A lifelong elk hunter, Hatch placed 1,100 acres of his land in a conservation easement with the Elk Foundation in 2004. He’s quick to say he gets a nice tax write-off, so he doesn’t want to be deified for his efforts. Yet with gentle, rolling hilltops, endless vistas with steep ridges and draws, his property had the potential to bring big money had he sold to developers.
He bought most of his land during the recession in the early 1980s. Since then the land’s value has increased tenfold, he says.
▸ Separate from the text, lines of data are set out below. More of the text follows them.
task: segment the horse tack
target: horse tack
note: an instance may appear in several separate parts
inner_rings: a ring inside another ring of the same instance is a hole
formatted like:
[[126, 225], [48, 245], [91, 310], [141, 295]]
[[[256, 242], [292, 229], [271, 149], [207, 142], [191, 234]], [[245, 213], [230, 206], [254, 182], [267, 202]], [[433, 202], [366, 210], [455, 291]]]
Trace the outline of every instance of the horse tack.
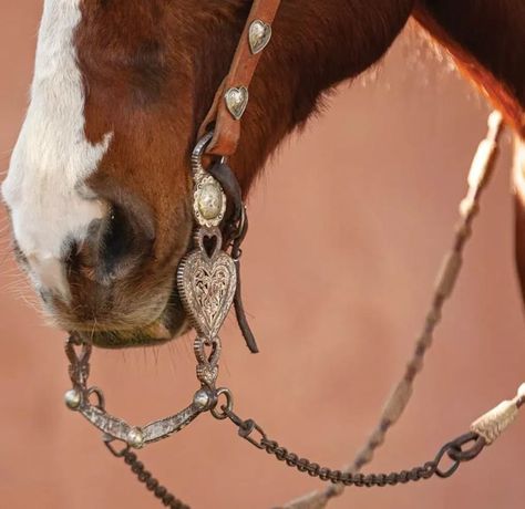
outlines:
[[[525, 404], [525, 384], [515, 398], [503, 402], [495, 409], [474, 422], [470, 433], [445, 444], [435, 458], [422, 467], [402, 470], [390, 475], [361, 475], [351, 470], [333, 470], [320, 467], [308, 459], [299, 458], [294, 453], [270, 440], [264, 429], [253, 419], [243, 419], [234, 412], [234, 398], [226, 387], [217, 388], [222, 342], [220, 328], [231, 305], [235, 303], [237, 319], [248, 346], [257, 351], [255, 339], [246, 321], [240, 302], [240, 243], [246, 235], [247, 217], [240, 201], [235, 176], [226, 165], [226, 156], [231, 155], [239, 139], [240, 118], [249, 97], [249, 83], [257, 67], [260, 54], [268, 45], [279, 1], [256, 0], [248, 17], [243, 38], [237, 48], [230, 73], [216, 94], [200, 132], [203, 136], [195, 146], [192, 156], [194, 178], [194, 219], [196, 225], [196, 248], [181, 262], [177, 271], [177, 285], [183, 304], [192, 319], [197, 336], [194, 352], [197, 361], [196, 377], [200, 384], [191, 404], [178, 413], [155, 420], [145, 426], [132, 426], [125, 420], [112, 416], [105, 409], [105, 399], [99, 387], [87, 385], [90, 374], [91, 345], [80, 344], [75, 334], [71, 334], [65, 351], [70, 360], [72, 389], [65, 394], [65, 404], [79, 412], [92, 425], [103, 433], [103, 440], [116, 457], [122, 457], [141, 482], [157, 497], [164, 506], [187, 508], [177, 500], [156, 479], [144, 465], [137, 460], [131, 449], [162, 440], [181, 432], [200, 414], [209, 412], [219, 419], [228, 419], [237, 428], [240, 437], [258, 449], [266, 450], [286, 465], [297, 468], [311, 477], [330, 481], [333, 487], [372, 487], [404, 484], [439, 476], [452, 476], [460, 465], [476, 458], [485, 446], [492, 444], [515, 419], [518, 409]], [[245, 91], [246, 93], [244, 93]], [[215, 121], [215, 131], [207, 131]], [[481, 144], [469, 176], [469, 194], [461, 206], [462, 222], [456, 230], [454, 249], [446, 258], [446, 263], [439, 278], [431, 311], [425, 321], [423, 335], [420, 337], [415, 354], [409, 363], [405, 377], [400, 382], [393, 397], [385, 406], [379, 425], [380, 434], [374, 434], [372, 444], [368, 444], [363, 456], [354, 466], [359, 469], [368, 463], [373, 450], [384, 439], [387, 429], [400, 417], [410, 399], [415, 373], [421, 370], [424, 353], [430, 346], [431, 335], [435, 329], [445, 299], [451, 294], [461, 268], [461, 254], [470, 233], [472, 220], [478, 208], [481, 191], [486, 185], [494, 167], [497, 152], [497, 139], [502, 131], [501, 115], [491, 116], [487, 138]], [[218, 156], [214, 166], [205, 168], [203, 157]], [[234, 214], [226, 217], [227, 201], [233, 200]], [[80, 353], [76, 347], [81, 347]], [[95, 397], [95, 403], [92, 398]], [[219, 403], [225, 398], [223, 404]], [[388, 425], [385, 426], [385, 423]], [[379, 439], [380, 437], [381, 439]], [[124, 443], [117, 450], [113, 443]], [[449, 458], [452, 466], [442, 467], [442, 460]], [[338, 495], [329, 489], [317, 494], [317, 507]], [[298, 506], [299, 507], [299, 506]], [[303, 506], [302, 506], [303, 507]]]

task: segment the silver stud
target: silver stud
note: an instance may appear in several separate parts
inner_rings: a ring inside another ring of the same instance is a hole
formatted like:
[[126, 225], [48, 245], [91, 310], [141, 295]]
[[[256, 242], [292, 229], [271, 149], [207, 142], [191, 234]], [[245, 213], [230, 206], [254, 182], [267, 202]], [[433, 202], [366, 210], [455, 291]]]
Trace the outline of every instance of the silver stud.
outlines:
[[127, 445], [135, 449], [140, 449], [144, 446], [144, 435], [140, 428], [133, 428], [130, 430], [126, 437]]
[[260, 20], [255, 20], [248, 31], [249, 48], [251, 53], [260, 53], [270, 42], [271, 25]]
[[80, 391], [72, 388], [64, 394], [64, 403], [68, 408], [75, 411], [82, 403], [82, 394]]
[[193, 397], [193, 404], [199, 411], [208, 409], [212, 404], [212, 401], [213, 401], [213, 397], [209, 394], [209, 391], [206, 391], [205, 388], [197, 391], [195, 393], [195, 396]]
[[215, 183], [205, 184], [197, 198], [198, 210], [204, 219], [212, 220], [223, 210], [223, 193]]
[[225, 94], [226, 106], [233, 117], [238, 121], [248, 105], [248, 89], [246, 86], [233, 86]]

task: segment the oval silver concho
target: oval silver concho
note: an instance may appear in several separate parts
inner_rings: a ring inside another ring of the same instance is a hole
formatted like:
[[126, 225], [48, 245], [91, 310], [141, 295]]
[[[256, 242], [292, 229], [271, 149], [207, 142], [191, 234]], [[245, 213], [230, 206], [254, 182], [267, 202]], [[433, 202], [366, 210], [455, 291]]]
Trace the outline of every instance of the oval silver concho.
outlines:
[[226, 195], [220, 184], [203, 174], [195, 181], [193, 211], [199, 226], [213, 228], [220, 224], [226, 212]]

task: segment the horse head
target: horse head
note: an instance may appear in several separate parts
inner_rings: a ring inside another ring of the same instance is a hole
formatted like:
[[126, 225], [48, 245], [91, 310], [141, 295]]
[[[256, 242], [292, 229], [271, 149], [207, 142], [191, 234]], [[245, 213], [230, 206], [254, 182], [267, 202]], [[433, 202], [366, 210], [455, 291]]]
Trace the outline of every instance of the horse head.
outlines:
[[[60, 328], [103, 346], [188, 328], [175, 272], [192, 245], [189, 155], [250, 3], [44, 2], [2, 194], [18, 261]], [[383, 54], [412, 4], [311, 3], [284, 2], [253, 82], [231, 159], [245, 195], [320, 93]]]

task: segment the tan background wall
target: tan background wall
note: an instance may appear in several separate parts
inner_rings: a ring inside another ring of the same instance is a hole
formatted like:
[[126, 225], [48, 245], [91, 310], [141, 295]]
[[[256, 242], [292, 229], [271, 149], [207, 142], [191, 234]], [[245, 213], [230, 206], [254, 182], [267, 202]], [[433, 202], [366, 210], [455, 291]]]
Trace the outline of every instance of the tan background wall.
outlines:
[[[23, 118], [40, 10], [40, 1], [0, 0], [2, 169]], [[249, 204], [245, 294], [261, 353], [249, 355], [230, 322], [220, 382], [234, 389], [241, 415], [333, 466], [352, 457], [402, 372], [485, 132], [483, 102], [444, 64], [414, 64], [420, 56], [405, 38], [378, 83], [342, 86], [322, 118], [285, 144]], [[524, 380], [508, 141], [504, 152], [425, 372], [374, 470], [430, 459]], [[11, 261], [6, 228], [0, 260], [0, 506], [156, 507], [99, 435], [64, 409], [64, 334], [47, 329], [24, 301], [34, 298]], [[188, 402], [193, 373], [184, 339], [96, 352], [92, 381], [112, 412], [144, 423]], [[523, 507], [524, 433], [522, 416], [449, 481], [351, 489], [332, 507]], [[268, 508], [319, 486], [207, 416], [143, 457], [196, 508]]]

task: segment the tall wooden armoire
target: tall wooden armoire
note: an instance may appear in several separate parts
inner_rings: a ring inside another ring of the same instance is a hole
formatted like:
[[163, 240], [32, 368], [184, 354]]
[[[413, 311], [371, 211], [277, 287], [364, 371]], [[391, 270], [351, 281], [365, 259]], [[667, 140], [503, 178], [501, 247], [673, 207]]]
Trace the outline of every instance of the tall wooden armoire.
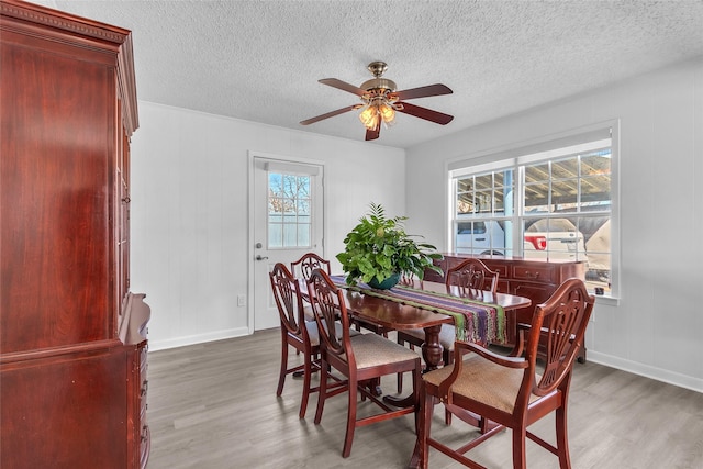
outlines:
[[18, 0], [0, 13], [0, 467], [144, 467], [131, 32]]

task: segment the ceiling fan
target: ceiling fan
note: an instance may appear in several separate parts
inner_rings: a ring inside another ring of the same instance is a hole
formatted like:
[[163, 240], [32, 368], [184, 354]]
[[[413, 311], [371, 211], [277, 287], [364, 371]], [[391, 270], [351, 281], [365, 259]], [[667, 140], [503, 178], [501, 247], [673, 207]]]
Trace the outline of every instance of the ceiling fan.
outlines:
[[431, 96], [451, 94], [451, 90], [440, 83], [428, 85], [426, 87], [412, 88], [402, 91], [395, 91], [395, 82], [387, 78], [381, 78], [388, 69], [384, 62], [372, 62], [367, 67], [373, 78], [355, 87], [336, 78], [324, 78], [319, 80], [323, 85], [348, 91], [358, 96], [361, 103], [337, 109], [316, 118], [301, 121], [302, 125], [313, 124], [323, 119], [333, 118], [348, 111], [362, 109], [359, 113], [359, 120], [366, 127], [366, 139], [372, 141], [379, 137], [381, 133], [381, 123], [390, 125], [395, 119], [395, 112], [414, 115], [429, 122], [446, 125], [454, 119], [453, 115], [433, 111], [432, 109], [422, 108], [420, 105], [405, 102], [406, 99], [426, 98]]

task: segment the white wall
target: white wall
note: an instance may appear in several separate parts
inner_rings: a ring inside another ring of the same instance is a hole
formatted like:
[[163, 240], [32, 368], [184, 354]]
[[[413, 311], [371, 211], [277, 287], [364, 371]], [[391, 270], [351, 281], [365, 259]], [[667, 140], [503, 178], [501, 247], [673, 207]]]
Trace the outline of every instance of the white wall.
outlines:
[[249, 281], [249, 150], [324, 161], [325, 256], [335, 264], [344, 236], [369, 202], [404, 214], [401, 149], [144, 101], [138, 105], [131, 290], [145, 292], [152, 306], [152, 350], [247, 333], [247, 309], [237, 306], [236, 295], [248, 291]]
[[703, 391], [703, 59], [409, 149], [409, 230], [445, 246], [447, 160], [613, 119], [622, 289], [596, 303], [589, 359]]

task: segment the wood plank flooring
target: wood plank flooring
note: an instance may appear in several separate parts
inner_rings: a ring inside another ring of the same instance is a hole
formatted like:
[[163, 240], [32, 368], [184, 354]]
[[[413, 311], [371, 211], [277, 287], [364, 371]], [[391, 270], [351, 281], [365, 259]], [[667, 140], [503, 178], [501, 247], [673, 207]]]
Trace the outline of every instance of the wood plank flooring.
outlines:
[[[291, 353], [291, 362], [300, 360]], [[404, 468], [415, 435], [413, 417], [357, 428], [352, 455], [342, 458], [346, 394], [327, 401], [313, 423], [317, 394], [298, 418], [302, 381], [287, 378], [276, 397], [280, 365], [278, 330], [247, 337], [149, 353], [149, 469]], [[395, 378], [382, 381], [395, 392]], [[410, 382], [405, 384], [410, 390]], [[371, 404], [361, 404], [366, 410]], [[376, 412], [376, 409], [371, 407]], [[360, 411], [361, 412], [361, 411]], [[470, 427], [443, 421], [436, 406], [433, 434], [461, 442]], [[551, 416], [533, 425], [554, 442]], [[577, 364], [569, 407], [574, 469], [703, 468], [703, 394], [624, 371]], [[504, 432], [471, 454], [489, 468], [510, 468]], [[460, 465], [433, 450], [432, 468]], [[555, 456], [527, 443], [529, 468], [558, 468]]]

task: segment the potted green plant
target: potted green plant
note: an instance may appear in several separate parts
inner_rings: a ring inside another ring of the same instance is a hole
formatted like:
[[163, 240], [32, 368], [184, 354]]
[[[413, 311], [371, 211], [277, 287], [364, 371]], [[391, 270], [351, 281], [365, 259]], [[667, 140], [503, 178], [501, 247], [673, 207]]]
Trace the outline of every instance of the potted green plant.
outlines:
[[348, 284], [362, 281], [372, 288], [388, 289], [402, 275], [422, 280], [425, 269], [442, 273], [433, 264], [434, 259], [442, 259], [442, 254], [431, 244], [414, 241], [421, 236], [405, 233], [406, 216], [387, 217], [381, 204], [369, 206], [369, 212], [344, 238], [344, 253], [336, 256], [347, 273]]

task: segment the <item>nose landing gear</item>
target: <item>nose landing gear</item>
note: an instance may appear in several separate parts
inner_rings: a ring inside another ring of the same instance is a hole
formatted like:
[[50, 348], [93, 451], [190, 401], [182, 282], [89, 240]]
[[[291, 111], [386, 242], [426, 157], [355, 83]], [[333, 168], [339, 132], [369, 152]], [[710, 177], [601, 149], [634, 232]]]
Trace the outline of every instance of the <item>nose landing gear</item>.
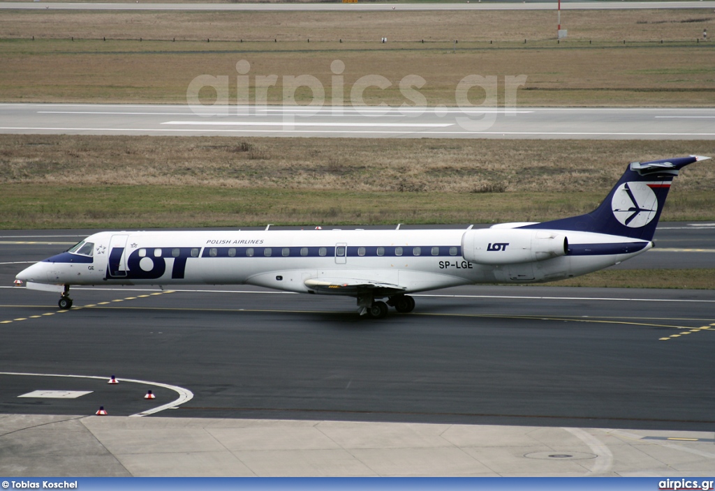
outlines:
[[69, 285], [64, 285], [64, 291], [62, 292], [57, 305], [63, 310], [66, 310], [72, 308], [72, 299], [69, 298]]

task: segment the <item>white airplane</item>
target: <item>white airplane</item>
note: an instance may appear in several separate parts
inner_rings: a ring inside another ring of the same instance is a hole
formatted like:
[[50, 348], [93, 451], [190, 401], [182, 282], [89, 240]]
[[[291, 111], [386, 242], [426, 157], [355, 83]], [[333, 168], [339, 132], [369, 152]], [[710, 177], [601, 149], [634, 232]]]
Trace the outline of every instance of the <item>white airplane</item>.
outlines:
[[[16, 283], [255, 285], [358, 300], [360, 315], [411, 312], [408, 293], [476, 283], [533, 283], [591, 273], [653, 247], [673, 178], [709, 158], [635, 162], [586, 215], [466, 230], [100, 232], [36, 263]], [[387, 299], [387, 302], [383, 301]]]

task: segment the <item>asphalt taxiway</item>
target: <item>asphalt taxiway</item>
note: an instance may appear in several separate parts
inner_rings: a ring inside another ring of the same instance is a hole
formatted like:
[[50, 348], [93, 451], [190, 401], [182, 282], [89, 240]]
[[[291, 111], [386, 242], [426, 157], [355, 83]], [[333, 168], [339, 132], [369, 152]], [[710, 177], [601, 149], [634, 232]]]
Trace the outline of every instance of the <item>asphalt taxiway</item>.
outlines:
[[[564, 0], [563, 10], [632, 10], [657, 9], [712, 9], [715, 1], [569, 1]], [[556, 4], [548, 1], [493, 1], [481, 3], [475, 0], [453, 4], [397, 4], [397, 3], [201, 3], [171, 4], [132, 2], [64, 2], [64, 1], [7, 1], [0, 2], [0, 9], [54, 9], [60, 10], [152, 10], [152, 11], [445, 11], [445, 10], [556, 10]]]
[[[715, 248], [711, 231], [661, 226]], [[86, 232], [3, 232], [0, 282]], [[715, 468], [711, 291], [463, 287], [378, 321], [350, 299], [247, 287], [72, 296], [60, 311], [53, 294], [0, 288], [0, 474]]]

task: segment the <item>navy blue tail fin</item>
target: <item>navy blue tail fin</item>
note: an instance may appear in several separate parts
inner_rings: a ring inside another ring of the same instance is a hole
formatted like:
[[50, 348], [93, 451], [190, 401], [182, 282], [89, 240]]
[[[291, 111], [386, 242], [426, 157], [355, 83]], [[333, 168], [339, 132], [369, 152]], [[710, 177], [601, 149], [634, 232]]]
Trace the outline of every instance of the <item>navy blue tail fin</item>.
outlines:
[[651, 241], [673, 178], [686, 166], [708, 158], [690, 156], [633, 162], [598, 208], [590, 213], [522, 228], [596, 232]]

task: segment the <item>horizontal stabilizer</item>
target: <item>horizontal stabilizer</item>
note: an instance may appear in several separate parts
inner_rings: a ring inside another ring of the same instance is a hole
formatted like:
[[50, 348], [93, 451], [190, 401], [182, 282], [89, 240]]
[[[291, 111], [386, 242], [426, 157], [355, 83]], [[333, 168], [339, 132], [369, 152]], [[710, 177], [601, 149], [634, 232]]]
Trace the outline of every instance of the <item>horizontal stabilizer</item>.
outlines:
[[305, 280], [305, 286], [320, 293], [348, 295], [362, 295], [375, 290], [385, 294], [397, 293], [407, 289], [392, 283], [348, 278], [313, 278]]
[[28, 281], [25, 283], [25, 288], [28, 290], [39, 290], [41, 291], [51, 291], [61, 293], [64, 291], [64, 285], [44, 285], [43, 283], [34, 283]]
“Our family was dirt poor. My father abandoned us as small children, and we didn’t have a car until I was in my teens. I’ve worked for everything I’ve got,” Hatch says. “But my plan wasn’t to make a profit later on.”
His vision for the land since 1973, when he bought his first tract, has focused on managing and improving the quality of the forest.
“I have had the opportunity to walk Hunt’s land with him,” says Mike Mueller, Elk Foundation lands program manager. “As we wandered among sign of elk, deer and turkeys, all he talked about was where he was planting the next wildlife cover, or where he or his family and friends shot a nice elk over there, a gobbler over there or a rooster pheasant there.”
His reasons for placing conservation easements on his land vary. “The number one reason is because I’m a forester,” he says. “I’ve spent the last 20 to 30 years trying to take care of this land.”
Sharing it is another reason.
“I love the outdoors, and I love when other people can enjoy it too,” Hunt says.
His affinity for the landscape parlayed into active land management that has improved the health of his ranch. Besides doing his own logging, Hunt plants trees, treats weeds and even fights his own wildfires.
“Hunt is leading by example,” Mueller says. “Doing what he knows to be right with the land and wildlife.”